- Walmart will directly pitch marketers on its burgeoning advertising business for the first time through a new corporate event, according to news first reported in Reuters. The gathering to debut in New York City next week is called 5260, a reference to a retail innovation hub near Walmart's birthplace of Bentonville, Arkansas.
- Walmart will focus on sponsored and display ad products that drive brand awareness and engagement at 5260, and has plans to introduce video ad formats later this year, executives told Reuters. The "core differentiator" for the retailing giant is that it can leverage first-party data, not only from online transactions — an area where Walmart fiercely competes with Amazon — but also from in-store purchases, according to Stefanie Jay, VP and GM of Walmart Media Group. Reuters spoke to consultants who believe the company's pitch next week is intended to specifically target the ad budgets currently flowing toward Google — dollars that Amazon has also been vying for as ad sales become a bigger engine of growth.
- While Walmart declined to name specific companies attending 5260 to Reuters, the publication heard from multiple anonymous sources that hundreds of the top U.S. advertisers and agencies will be in attendance, including Procter & Gamble (P&G), Unilever, Mattel and Coca-Cola.

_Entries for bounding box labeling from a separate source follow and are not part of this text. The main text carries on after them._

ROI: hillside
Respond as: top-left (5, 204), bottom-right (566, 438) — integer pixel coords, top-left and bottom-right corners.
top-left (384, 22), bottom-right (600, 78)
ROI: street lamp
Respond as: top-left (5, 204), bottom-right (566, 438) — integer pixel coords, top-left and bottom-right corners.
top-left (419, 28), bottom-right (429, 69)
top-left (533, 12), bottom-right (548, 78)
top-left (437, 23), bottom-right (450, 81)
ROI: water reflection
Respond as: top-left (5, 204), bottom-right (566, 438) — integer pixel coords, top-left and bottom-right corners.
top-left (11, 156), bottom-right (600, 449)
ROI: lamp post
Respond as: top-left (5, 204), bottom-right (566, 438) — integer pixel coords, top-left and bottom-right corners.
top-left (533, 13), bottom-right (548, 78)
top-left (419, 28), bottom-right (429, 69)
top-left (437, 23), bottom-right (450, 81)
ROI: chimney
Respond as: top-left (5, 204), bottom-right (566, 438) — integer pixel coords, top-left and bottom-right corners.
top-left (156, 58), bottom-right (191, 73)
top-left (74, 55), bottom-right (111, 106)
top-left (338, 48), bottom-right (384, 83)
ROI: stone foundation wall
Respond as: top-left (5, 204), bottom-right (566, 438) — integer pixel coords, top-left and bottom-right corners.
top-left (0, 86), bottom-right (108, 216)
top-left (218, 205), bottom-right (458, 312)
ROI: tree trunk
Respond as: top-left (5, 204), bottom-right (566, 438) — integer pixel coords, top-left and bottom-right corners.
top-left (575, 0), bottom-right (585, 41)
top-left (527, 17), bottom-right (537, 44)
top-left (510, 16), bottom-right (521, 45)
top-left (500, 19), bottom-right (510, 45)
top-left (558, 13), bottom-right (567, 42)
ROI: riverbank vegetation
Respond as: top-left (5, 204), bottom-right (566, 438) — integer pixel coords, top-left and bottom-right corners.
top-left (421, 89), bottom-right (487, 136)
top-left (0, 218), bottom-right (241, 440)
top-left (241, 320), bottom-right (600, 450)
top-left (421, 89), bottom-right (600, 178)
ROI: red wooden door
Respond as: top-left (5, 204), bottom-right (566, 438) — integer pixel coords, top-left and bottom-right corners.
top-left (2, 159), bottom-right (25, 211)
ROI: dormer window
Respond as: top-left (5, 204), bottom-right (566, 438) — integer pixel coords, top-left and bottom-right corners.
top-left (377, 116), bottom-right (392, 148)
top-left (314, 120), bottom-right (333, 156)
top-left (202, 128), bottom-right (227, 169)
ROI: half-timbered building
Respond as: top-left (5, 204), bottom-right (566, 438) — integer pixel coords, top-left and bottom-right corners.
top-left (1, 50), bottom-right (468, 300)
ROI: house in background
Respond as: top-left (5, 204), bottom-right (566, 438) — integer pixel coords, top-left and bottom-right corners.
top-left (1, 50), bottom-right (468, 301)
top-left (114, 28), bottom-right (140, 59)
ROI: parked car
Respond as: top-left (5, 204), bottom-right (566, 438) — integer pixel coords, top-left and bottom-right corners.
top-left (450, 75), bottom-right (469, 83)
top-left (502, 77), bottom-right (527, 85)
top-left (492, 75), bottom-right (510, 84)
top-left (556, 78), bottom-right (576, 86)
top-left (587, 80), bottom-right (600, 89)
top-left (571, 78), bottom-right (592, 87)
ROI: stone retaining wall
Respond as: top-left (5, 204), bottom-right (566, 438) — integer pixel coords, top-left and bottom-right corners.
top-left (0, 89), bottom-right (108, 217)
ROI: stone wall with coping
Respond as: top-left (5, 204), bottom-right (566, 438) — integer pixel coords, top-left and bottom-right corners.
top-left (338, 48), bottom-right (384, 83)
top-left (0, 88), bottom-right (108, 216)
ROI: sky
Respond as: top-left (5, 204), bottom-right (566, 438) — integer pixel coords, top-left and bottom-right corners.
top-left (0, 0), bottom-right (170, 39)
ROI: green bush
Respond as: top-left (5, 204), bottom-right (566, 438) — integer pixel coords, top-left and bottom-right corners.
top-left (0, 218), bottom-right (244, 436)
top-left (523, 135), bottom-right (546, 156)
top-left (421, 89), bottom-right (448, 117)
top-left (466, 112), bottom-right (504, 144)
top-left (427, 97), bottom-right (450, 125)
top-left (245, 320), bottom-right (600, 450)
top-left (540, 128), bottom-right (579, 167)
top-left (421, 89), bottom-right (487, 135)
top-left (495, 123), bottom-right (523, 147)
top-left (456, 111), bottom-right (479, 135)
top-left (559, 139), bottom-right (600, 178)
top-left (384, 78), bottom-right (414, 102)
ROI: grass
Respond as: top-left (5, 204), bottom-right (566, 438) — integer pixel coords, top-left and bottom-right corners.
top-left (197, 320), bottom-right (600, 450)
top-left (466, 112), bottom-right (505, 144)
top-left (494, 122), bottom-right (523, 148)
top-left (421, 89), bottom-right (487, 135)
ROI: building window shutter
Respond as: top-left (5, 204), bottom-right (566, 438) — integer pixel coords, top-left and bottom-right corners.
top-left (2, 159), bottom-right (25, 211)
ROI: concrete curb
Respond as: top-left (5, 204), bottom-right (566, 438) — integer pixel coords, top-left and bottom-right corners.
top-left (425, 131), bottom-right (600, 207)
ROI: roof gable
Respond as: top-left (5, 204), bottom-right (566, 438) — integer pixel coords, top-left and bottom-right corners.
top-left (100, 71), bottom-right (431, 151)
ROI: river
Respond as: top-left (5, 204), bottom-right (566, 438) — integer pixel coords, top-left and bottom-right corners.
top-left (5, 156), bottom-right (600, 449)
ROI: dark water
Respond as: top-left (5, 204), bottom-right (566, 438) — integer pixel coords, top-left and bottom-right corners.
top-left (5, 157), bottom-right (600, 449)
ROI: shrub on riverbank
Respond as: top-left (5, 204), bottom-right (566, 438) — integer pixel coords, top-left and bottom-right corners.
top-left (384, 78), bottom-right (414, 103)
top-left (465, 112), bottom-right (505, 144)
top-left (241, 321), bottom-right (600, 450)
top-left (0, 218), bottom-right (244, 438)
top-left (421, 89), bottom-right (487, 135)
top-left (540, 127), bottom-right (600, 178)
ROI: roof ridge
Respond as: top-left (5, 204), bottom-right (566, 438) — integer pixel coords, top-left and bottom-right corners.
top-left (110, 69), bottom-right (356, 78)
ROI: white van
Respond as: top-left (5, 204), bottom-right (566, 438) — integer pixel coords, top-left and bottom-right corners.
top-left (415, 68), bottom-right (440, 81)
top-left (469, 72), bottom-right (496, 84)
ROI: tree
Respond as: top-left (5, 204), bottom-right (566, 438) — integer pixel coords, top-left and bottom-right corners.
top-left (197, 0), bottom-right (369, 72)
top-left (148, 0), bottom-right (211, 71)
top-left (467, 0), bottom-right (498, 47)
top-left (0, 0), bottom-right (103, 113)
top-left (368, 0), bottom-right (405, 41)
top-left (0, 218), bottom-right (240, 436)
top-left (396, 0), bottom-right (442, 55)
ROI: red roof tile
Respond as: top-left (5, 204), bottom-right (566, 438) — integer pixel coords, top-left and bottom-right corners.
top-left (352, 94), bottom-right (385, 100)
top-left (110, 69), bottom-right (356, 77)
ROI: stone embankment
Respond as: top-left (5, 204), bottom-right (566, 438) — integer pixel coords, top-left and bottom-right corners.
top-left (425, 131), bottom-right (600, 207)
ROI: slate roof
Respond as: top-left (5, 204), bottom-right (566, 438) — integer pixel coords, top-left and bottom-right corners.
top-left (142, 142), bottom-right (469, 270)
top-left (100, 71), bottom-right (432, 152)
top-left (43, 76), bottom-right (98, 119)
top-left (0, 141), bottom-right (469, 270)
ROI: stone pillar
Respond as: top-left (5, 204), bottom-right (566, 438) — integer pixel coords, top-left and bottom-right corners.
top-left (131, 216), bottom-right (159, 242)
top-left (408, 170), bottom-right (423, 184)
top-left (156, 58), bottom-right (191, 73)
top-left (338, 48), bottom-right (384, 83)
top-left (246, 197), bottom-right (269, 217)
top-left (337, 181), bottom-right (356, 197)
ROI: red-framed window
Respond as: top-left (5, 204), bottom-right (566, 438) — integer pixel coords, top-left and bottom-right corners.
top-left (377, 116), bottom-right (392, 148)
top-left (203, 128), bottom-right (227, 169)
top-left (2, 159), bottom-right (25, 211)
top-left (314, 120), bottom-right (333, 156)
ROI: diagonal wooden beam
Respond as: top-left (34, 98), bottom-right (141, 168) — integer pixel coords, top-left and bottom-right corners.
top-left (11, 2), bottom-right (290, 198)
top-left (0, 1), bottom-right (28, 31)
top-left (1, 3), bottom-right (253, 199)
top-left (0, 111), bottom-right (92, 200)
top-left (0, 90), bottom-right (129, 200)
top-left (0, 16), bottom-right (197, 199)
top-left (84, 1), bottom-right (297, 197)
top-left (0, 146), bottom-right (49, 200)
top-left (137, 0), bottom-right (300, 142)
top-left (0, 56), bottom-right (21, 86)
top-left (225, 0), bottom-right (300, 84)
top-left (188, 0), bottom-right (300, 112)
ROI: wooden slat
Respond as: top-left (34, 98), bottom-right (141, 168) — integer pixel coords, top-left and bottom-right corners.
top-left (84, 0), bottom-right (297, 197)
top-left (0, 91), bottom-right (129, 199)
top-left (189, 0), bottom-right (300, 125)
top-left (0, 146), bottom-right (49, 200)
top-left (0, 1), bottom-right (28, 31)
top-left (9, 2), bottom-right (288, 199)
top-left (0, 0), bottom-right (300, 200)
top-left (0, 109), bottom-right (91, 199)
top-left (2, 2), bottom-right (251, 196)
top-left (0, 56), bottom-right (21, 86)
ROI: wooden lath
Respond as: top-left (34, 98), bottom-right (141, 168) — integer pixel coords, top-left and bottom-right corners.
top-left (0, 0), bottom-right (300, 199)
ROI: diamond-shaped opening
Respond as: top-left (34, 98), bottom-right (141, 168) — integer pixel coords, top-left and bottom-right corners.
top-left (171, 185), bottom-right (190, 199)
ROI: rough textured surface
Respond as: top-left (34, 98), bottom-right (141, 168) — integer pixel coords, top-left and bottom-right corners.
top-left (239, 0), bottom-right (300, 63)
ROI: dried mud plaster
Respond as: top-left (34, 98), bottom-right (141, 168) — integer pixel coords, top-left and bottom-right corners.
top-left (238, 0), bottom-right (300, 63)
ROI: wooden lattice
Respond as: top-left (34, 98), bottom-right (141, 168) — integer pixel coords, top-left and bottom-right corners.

Amazon has long been eyed by industry watchers as the likely third party to break down the digital advertising duopoly of Google and Facebook, but Walmart is looking more like a dark horse contender that could add serious competition to the space. In recent months, the company has steadily built out its in-house ad technology and sales teams, along with more heavily marketing media offerings like its Vudu streaming service, which made its debut at the IAB's Digital Content NewFronts earlier in May.
The 5260 event appears to be a cumulation of those efforts and something the world's top companies by media spend, including P&G and Unilever, are interested in attending, likely drawn by Walmart's expanding e-commerce business and command of more than 300 million in-store customer visits per month. More marketers are also demanding trusted media partners to work with as platforms like Facebook continue to grapple with image crises. P&G, for example, has pledged to only spend money with platforms that promote privacy and transparency, an initiative that's part of the company's growing focus on wresting more control of first-party data, which is a central part of Walmart's positioning for its ad business.
Walmart's move to directly pitch marketers on spending more money on its platform also comes as Amazon's ad business, which has grown explosively in recent years, shows some signs of slowing down. The online retailing giant reported its "other" category that largely consists of ad sales rose 34% to $2.72 billion in Q1 2019 — not a poor showing, but a degree of growth that decelerated in comparison to recent quarters. Amazon at the moment seems to be looking to strengthen its ad tech offerings, and is reportedly close to acquiring the ad server of Sizmek, a once-hot ad tech player that is selling off its assets amid bankruptcy proceedings.
Amazon potentially buying Sizmek would closely mirror Walmart's purchase of the cloud-based ad serving platform Polymorph Labs for an undisclosed sum in April. The deal for Polymorph, which transferred the firm's founders, product developers and engineers to Walmart Media Group and Walmart Labs, intends to help Walmart better target ads at audiences based on their shopping behavior, along with integrating more self-serve advertising tools and campaign performance trackers. As noted by Reuters, Walmart is also bringing its website ad sales and related data analytics work in-house, reflecting a push Amazon has made in recent years to in-house its media sales division.
But the real loser as Amazon and Walmart double down on courting brands in categories like CPG could be Google. The search giant has posted slowing ad revenue growth for four consecutive quarters as the digital space reaches new levels of maturity. Reports have suggested that some packaged goods marketers are shifting significant portions of their search advertising budgets away from Google and toward Amazon, since the e-commerce giant can more closely link from the point of discovery to a sale.
As it faces the potential for Walmart to also siphon off more of those ad dollars, Google has started introducing more ad products that are focused on online shopping. At its annual Google Marketing Live event last week, the Alphabet-owned company unveiled a revamped Google Shopping experience that allows users to complete purchases across a greater number of its properties, including Google Search, Google Images and its video service, YouTube. The platform also teased two new advertising formats that feature shoppable capabilities, called Discovery ads and Gallery ads, that will roll out broadly to advertisers later this year.
Unlike many retailers with a large physical footprint, Walmart has performed well in recent quarters, with its digital business standing out. The company last week reported its best U.S. comparable sales figures in nine years, according to Retail Dive. E-commerce sales jumped 37% for Q1, bolstered by areas like online grocery.